France-Soir: death of a newspaper
Amid all the recent excitement about Marks & Spencer reopening in Paris - on the chic Champs Elysées, no less - I feel somewhat less attention has been paid to events happening on the floors above M&S.
Indeed, 100, avenue des Champs Elysées is also home to France-Soir, the closest thing France has to a tabloid newspaper. Or rather had, since France-Soir printed its final edition on Tuesday. Needless to say, this had nothing to do with being implicated in a massive phone-hacking scandal. The daily was simply losing too much money and its owner, a young Franco-Russian businessman named Alexander Pugachyov, decided to throw in the towel and only keep its website. Result: not only is the paper no more, but 89 staff out of 127 have now lost their jobs.
France-Soir was founded in 1944 after the Liberation of France. Its glory days were in the 1950s and 1960s, when it sold over 1 million copies per day under its highly respected boss and founder Pierre Lazareff. The paper's finest hour came in November 1970, when it sold 2 million copies announcing the death of Charles de Gaulle. France-Soir was revamped as a tabloid in 2006 and even hired a British press photographer, Jason Fraser, to help it make the change.

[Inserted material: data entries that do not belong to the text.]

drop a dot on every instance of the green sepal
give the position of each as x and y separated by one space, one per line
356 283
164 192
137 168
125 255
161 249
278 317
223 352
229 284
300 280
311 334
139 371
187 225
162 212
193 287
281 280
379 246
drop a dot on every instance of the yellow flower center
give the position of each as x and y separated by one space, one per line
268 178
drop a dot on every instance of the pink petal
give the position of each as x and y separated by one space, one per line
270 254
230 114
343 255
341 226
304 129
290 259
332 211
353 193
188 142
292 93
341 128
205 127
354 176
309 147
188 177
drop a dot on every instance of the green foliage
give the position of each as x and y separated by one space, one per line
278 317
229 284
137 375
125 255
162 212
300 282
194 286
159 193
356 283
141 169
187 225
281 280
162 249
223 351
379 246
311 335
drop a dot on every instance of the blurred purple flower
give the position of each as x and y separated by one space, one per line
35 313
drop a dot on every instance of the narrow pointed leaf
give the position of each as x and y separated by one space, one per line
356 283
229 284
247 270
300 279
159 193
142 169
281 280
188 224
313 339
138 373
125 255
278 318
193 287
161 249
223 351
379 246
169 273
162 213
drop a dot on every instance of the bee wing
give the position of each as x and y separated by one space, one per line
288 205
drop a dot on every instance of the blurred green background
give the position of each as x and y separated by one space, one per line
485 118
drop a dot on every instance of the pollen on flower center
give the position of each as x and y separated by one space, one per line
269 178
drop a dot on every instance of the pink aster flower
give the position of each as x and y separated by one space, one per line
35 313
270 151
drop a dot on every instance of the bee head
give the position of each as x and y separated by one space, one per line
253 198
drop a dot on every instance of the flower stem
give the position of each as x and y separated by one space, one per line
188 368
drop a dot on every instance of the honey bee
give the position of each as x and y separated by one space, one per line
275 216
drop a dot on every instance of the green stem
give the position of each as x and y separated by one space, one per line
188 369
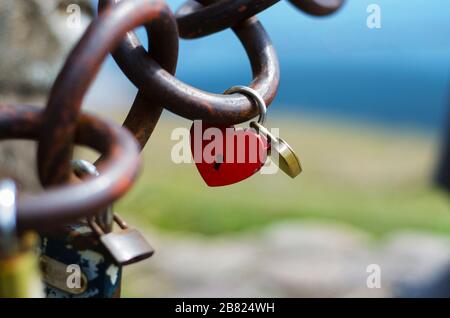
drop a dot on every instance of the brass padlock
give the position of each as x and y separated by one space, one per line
19 271
126 246
285 156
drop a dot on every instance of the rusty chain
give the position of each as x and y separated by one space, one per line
62 124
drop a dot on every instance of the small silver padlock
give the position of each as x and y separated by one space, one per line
126 246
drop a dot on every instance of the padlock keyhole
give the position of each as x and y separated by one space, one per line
218 163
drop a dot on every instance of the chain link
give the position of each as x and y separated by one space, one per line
62 124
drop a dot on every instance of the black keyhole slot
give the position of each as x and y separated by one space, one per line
218 163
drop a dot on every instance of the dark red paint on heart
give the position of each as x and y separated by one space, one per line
225 170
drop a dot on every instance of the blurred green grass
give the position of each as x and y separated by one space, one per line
371 178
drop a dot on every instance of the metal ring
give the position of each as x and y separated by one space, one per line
203 17
261 129
102 36
146 109
255 96
195 21
318 7
64 204
193 103
8 215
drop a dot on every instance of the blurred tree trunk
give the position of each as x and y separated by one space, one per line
34 40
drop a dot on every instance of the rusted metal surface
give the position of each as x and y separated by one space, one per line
204 17
318 7
62 125
60 205
163 32
193 103
63 108
195 21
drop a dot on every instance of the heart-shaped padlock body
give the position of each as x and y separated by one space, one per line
225 155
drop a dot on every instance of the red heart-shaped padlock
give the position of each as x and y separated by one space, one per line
225 155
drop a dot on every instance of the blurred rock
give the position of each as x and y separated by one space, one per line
290 260
34 39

The official announcement of the paper’s imminent demise was only made in October, but its circulation had been declining for years. Pugachyov failed to boost France-Soir’s sales to 100,000 copies per day as hoped, despite investing considerable sums since he bought the paper in 2009. According to French news agency AFP, recent circulation was only a disappointing 30,000 copies per day.
One of many placards outside France-Soir's offices in Paris. The poster reads "France-Soir must live! Two days until the death of the paper". Photo: Caroline Clarkson.
In a recent TV interview, the French culture minister, Frédéric Mitterrand, appeared to accept the paper’s fate while expressing his sympathy for its staff. The nephew of the late president François Mitterrand said it was “a bit complicated to ask Mr Pugachyov, who has already put 70 million euros into France-Soir, to plough in more money”.
Although the demise of the paper does seem to have been inevitable, particularly given the competition from online news sources, it is still sad. Its fate has generated relatively little press coverage, with the notable exception of left-wing daily Libération. It is also worth noting that the newspaper’s death comes less than five months before the French presidential elections - unfortunate timing to say the least.
Talking of the French elections, France-Soir’s 26-year-old millionaire owner has already decided whom he will vote for. Asked about his intentions during a TV interview, Pugachyov announced that he would be casting his ballot for far-right leader Marine Le Pen - much to the astonishment of the journalist sitting opposite him, and to the disgust of his staff.